Aujourd’hui, 9 mars 2011, sortie en salle de Dharma Guns de FJ Ossang
C’est un homme qui cherche. Il ne trouve pas toujours. Ceux qui trouvent toujours sont soit Picasso, soit des idiots. Et encore, Picasso… FJ Ossang, lui, il cherche. Quelque chose qui a à voir avec la beauté, les mythes, les strates de nos rêves, de nos souvenirs, des histoires que nous avons aimées, qui nous ont fait peur. Il y a eu un accident, avant. Un trou noir. Il y a des papiers, des masques. La voiture fonce dans la nuit. La femme se sauve parmi les rochers. Il y a un bateau, qui certainement trafique. Il y a des hommes aux mines inquiétantes, un hôpital, des grottes, des armes, un fort contraste du noir et blanc et noir. Noir surtout. Vous qui cherchez ici une logique narrative abandonnez tout espoir. Vous êtes dans l’enfer du récit. Il n’y a pas un récit, il y en a 100, il y en a 1000. Ça gronde comme un ressac, ça vient des tréfonds. Nosferatu effleure le front de Robert Bresson, il rit.

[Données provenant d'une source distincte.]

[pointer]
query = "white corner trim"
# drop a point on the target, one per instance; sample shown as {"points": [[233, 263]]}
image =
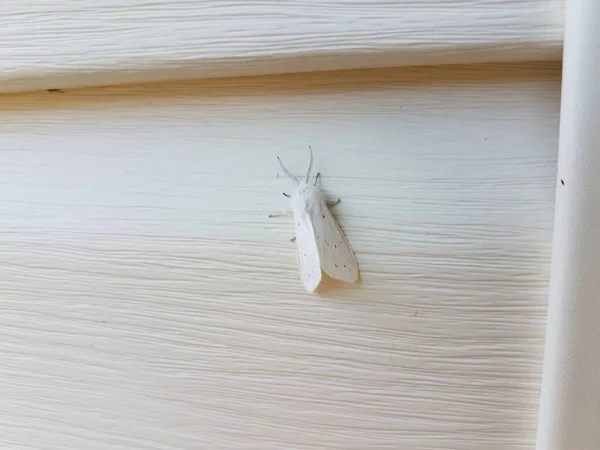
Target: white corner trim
{"points": [[75, 43], [569, 414]]}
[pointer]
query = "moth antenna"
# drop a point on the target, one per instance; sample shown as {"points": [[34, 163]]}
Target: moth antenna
{"points": [[317, 178], [287, 172], [309, 166]]}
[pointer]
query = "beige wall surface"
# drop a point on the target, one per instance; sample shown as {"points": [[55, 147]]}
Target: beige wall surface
{"points": [[148, 302]]}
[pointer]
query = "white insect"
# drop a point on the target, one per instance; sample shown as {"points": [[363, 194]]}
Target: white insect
{"points": [[319, 240]]}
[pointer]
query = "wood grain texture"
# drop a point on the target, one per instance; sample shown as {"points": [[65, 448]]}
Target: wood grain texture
{"points": [[147, 301], [74, 43]]}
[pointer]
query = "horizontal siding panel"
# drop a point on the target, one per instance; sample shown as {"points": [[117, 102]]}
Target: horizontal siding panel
{"points": [[75, 43]]}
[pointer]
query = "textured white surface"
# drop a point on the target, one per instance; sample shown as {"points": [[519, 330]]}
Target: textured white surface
{"points": [[68, 43], [570, 399], [147, 302]]}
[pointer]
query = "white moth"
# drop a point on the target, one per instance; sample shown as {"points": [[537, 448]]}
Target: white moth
{"points": [[319, 240]]}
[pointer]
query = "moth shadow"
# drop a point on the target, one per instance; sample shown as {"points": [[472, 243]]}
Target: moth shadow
{"points": [[328, 285]]}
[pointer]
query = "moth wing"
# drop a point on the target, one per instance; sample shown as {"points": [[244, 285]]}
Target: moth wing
{"points": [[334, 251], [308, 254]]}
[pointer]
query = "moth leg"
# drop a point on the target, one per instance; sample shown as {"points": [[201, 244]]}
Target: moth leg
{"points": [[283, 213]]}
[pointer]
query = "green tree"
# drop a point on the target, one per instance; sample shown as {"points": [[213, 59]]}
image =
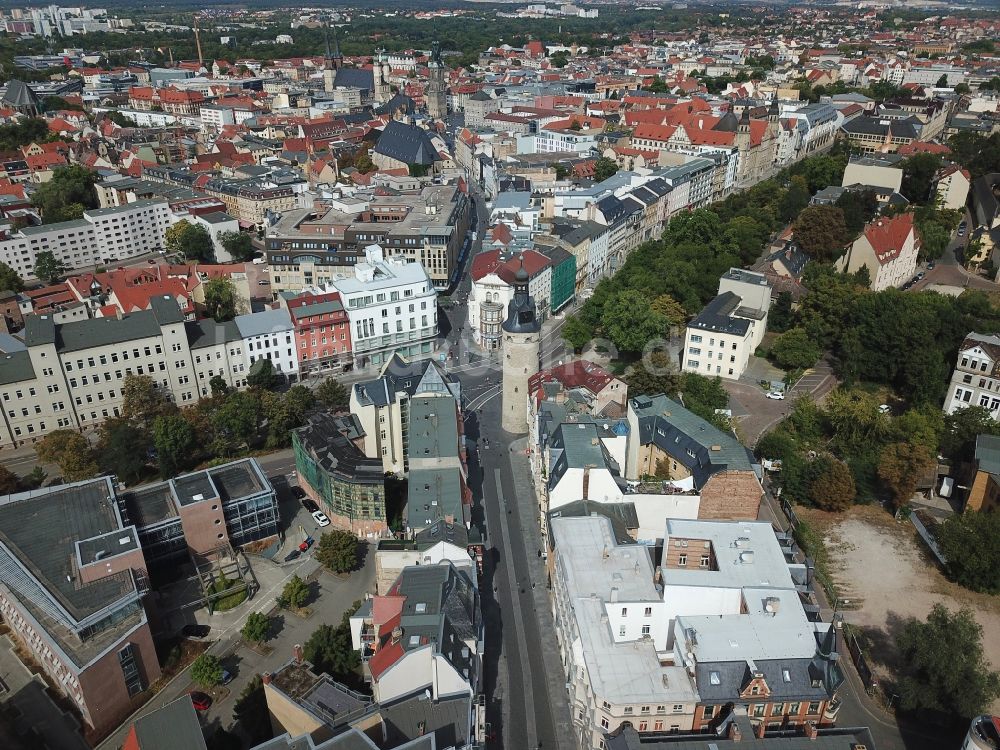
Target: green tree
{"points": [[67, 194], [295, 594], [235, 422], [970, 542], [946, 671], [261, 374], [795, 349], [250, 711], [206, 670], [780, 316], [576, 332], [48, 268], [796, 198], [703, 396], [958, 441], [122, 449], [833, 489], [220, 298], [660, 377], [338, 550], [143, 401], [901, 466], [218, 385], [71, 452], [334, 395], [331, 650], [821, 231], [256, 628], [176, 443], [9, 280], [239, 245], [918, 177], [21, 133], [630, 323], [859, 207], [192, 241], [605, 168], [670, 309]]}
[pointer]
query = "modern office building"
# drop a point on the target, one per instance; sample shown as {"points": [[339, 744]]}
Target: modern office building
{"points": [[333, 470]]}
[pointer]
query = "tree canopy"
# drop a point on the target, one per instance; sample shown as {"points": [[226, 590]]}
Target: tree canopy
{"points": [[239, 245], [67, 195], [946, 671], [192, 241], [970, 542]]}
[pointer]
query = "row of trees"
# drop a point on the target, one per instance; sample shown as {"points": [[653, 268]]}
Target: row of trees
{"points": [[680, 272], [851, 450], [153, 432]]}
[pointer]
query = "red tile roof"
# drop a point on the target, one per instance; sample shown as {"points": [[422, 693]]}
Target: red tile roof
{"points": [[887, 236]]}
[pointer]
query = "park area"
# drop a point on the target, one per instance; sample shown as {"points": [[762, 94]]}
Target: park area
{"points": [[884, 574]]}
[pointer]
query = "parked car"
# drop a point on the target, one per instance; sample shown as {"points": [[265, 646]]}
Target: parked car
{"points": [[201, 701], [195, 631]]}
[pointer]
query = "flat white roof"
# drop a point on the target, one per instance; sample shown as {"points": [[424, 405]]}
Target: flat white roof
{"points": [[747, 553], [590, 563]]}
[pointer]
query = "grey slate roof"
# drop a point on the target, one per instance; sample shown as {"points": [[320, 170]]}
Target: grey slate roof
{"points": [[701, 448], [717, 316], [173, 727], [20, 95], [401, 375], [839, 738], [268, 321], [322, 436], [409, 144], [206, 332], [358, 78], [15, 368]]}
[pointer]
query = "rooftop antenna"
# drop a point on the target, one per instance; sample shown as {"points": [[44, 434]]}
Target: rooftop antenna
{"points": [[197, 41]]}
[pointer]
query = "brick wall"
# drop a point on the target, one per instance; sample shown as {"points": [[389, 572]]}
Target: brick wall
{"points": [[731, 495]]}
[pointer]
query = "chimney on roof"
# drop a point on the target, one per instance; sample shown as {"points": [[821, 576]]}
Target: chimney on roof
{"points": [[735, 735]]}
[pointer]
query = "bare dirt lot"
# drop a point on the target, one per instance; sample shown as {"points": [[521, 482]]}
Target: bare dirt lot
{"points": [[883, 569]]}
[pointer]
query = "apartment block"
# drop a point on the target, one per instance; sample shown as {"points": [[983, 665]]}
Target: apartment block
{"points": [[425, 633], [102, 236], [322, 334], [722, 470], [713, 630], [71, 374], [975, 381], [721, 339], [382, 406], [311, 247], [348, 486], [391, 305], [73, 578]]}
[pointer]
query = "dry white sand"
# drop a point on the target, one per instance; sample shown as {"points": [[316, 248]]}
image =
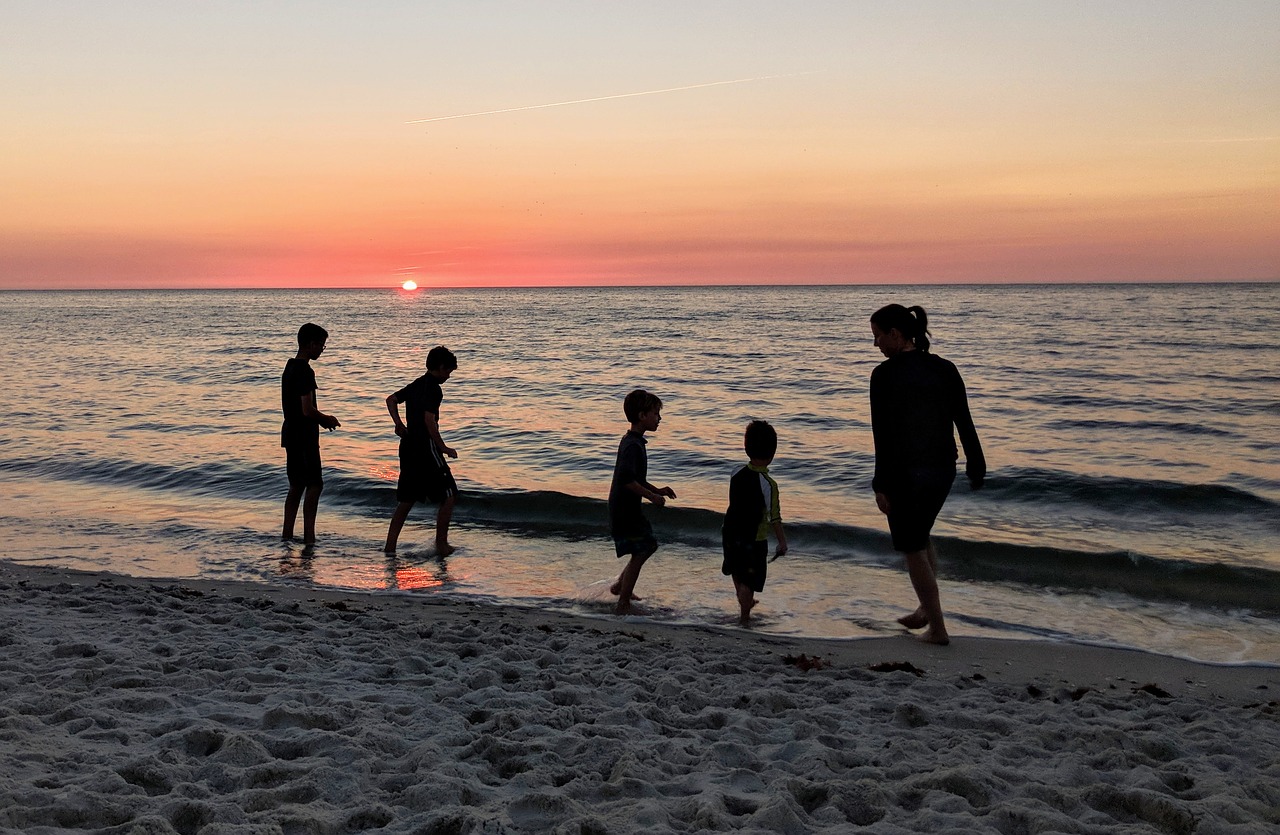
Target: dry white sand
{"points": [[142, 706]]}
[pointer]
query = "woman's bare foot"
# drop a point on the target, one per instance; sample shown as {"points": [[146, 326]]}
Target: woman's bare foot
{"points": [[915, 620]]}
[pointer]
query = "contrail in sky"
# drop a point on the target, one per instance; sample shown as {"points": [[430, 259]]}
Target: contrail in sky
{"points": [[621, 95]]}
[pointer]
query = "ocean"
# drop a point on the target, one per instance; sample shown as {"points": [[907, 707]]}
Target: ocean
{"points": [[1130, 434]]}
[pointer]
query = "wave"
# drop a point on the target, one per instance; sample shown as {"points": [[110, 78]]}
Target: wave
{"points": [[1125, 494], [548, 514]]}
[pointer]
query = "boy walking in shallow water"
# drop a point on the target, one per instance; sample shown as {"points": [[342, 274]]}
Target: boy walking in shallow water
{"points": [[753, 512], [300, 433], [630, 529], [425, 474]]}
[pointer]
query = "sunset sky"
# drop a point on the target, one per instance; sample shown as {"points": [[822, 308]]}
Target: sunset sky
{"points": [[228, 144]]}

Voilà un sacré bout de temps que Ossang arpente ces landes de l’esprit, ces isthmes du défi. L’Affaire des Division Morituri, Le Trésor des îles chiennes. Des titres qui en racontent déjà plus que tout le scénario de 80% des films qui occupent nos écrans, les grands écrans vaincus, envahis. Les petits, excusez-moi… Ossang enfante des films comme des vertiges, où la musique et la lumière dansent quelque chose de sauvage. Je ne me souviens pas bien. Cela fait quelque mois déjà que j’ai vu le film. Je ne me rappelle pas de l’histoire (hihi). Je me rappelle de la joie. Je me rappelé de la vibration. Des êtres nés dans le territoire des cauchemars échangent des paroles maigres, des formules qui émettent des signaux tout à fait différents de ce que disent les mots. Il y a un mouvement, plusieurs. Ossang essaie, il se plante parfois. Mais ça repart, ça surgit, ça appelle. Des plans comme des loups dans la nuit, comme Orphée aux Enfers. Des personnages comme des riffs de guitare électrique.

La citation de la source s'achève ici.